Di dalam Kitab Suci Perjanjian Lama terdapat contoh Hana.
Hana bernazar bahwa sekiranya ia mendapat anak maka ia akan
mempersembahkan anak itu kembali kepada
Tuhan selama seluruh hidupnya (2Sam 1: 11-13). Adopsi lalu menjadi kesempatan
untuk mempunyai anak dan mempersembahkannya kepada Allah. Tujuan akhir dari
adopsi adalah mengasihi dan mengasuh anak supaya ia nantinya mempunyai masa
depan yang bagus.
Beato Yohanes Paulus II dalam Familiaris Concortio menegaskan
bahwa panggilan menjadi orang tua bukan soal biologis saja tetapi mencakup
aspek lain seperti tanggung jawab untuk menanamkan gambaran Tritunggal
Mahakudus dalam diri anak-anak. Paus berkata: “Keluarga merupakan lingkungan
permbinaan pertama dan paling dasar untuk hidup masyarakat. Sebagai persekutuan
cinta kasih, keluarga mengalami penyerahan diri sebagai hukum yang menuntun dan
mengembangkan anggota-anggotanya. Pemberian diri yang mengungkapkan hubungan
saling cinta antara suami dan istri menjadi pola dan norma untuk pemberian
diri yang harus dipraktekkan dalam hubungan kakak- beradik serta berbagai
angkatan yang hidup bersama dalam keluarga”. (FC, 37).

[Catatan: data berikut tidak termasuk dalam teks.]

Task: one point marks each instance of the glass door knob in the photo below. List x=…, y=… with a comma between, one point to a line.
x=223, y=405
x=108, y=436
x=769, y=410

Masalah yang akan digeluti adalah menyangkut jati diri anak.
Ketika beranjak dewasa mereka bisa mengetahui darimana ia berasal. Tantangan
juga akan dihadapinya kalau ada anak kandung. Di dalam Kitab Kejadian 1:26
menuturkan bahwa Allah telah menciptakan setiap orang sesuai gambar Allah.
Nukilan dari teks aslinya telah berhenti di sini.